Physical chemistry is based on the immune system. When we analyze your DNA, we look exclusively at your immune system genes. So, quite literally, when we say that two people have “chemistry”, we’re saying that their immune system genes are perfectly matched with each other.

By perfectly matched, we mean different. After we analyze your DNA, we match you with other people who have different immune system genes from yourself.

So, encouraged by one weak study about girls smelling sweaty tshirts, they test a few random genes associated with the major histocompatibility complex, match people different test results, and then throw all that crap out and match people willing to pay $2000 for a dating service “based on science.”

Just to be clear, we don’t know of any scientific evidence suggesting that our technology will predict who you’ll fall in love with or even be emotionally attracted to. But the experts clearly see incredible potential in the power of chemical attraction.

As long as you’re matched with the right person, and you’ve got chemistry, then it doesn’t matter if it’s via your sense of smell or some (possibly other) chemical sensing system.
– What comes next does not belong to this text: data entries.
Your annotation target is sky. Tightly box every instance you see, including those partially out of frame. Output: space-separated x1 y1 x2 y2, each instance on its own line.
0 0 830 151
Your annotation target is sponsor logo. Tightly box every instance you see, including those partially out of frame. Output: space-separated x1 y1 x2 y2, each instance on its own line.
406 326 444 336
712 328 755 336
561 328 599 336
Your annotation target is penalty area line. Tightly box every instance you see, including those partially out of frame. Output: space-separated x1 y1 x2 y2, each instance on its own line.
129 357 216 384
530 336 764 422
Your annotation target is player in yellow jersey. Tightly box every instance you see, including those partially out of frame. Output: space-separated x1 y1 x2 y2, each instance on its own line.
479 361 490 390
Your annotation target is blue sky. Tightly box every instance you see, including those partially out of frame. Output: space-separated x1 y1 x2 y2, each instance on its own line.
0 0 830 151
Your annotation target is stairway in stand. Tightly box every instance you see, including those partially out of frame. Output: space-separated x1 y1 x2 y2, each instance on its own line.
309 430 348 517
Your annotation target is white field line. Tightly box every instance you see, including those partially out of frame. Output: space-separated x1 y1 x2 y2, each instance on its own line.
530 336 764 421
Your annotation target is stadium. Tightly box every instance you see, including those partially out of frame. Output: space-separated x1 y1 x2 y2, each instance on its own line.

The fact is, chemistry–and its effects–is real. The specific communication process, though, has yet to be definitively proven

Oh right! Just redefine “chemistry” to mean “anything” and “then it doesn’t matter!” Yet, what has been proven is that if you’re willing to spend $2000 on a dating service, you’re probably willing (and desperate enough) to believe that it works. Therefore, it probably will.

The Scientific Match’s competitor is the shabbier and cheaper Gene Partner [genepartner.com]. Gene Partner is like Scientific Match except that it costs a mere $200, its website sucks, and it’s “in collaboration” with the “Swiss Institute for Behavioral Genetics”. Hilariously, from the “Swiss Institute’s” website [sibeg.org]:

SIBeG is affiliated to GenePartner GmbH (Switzerland) which reserves the right to patent any profitable findings prior to publication.

Surprisingly, SIBeG has yet to publish any research. Hm…

The science may be bunk, but do these services work? Popular online dating review forums make no mention of these services. My suspicion is that because the expenses of running a website and outsourcing simple genetic tests to labs are negligible, and thanks to the generous media blitz by the gullible prole American media, both sites will continue to scratch out a small profit on the internet until their founders get bored. Thus, gullible singles will continued to be matched with about the same rate of success as sites with comparable service fees and web interfaces for the next ten years or less. Hooray for the miracles of genomic science.

Note: the New York Times also mentions the “sweaty tshirt and dating” study. Ok, I admit, it’s a facinating subject, but sorry, the science doesn’t exist yet.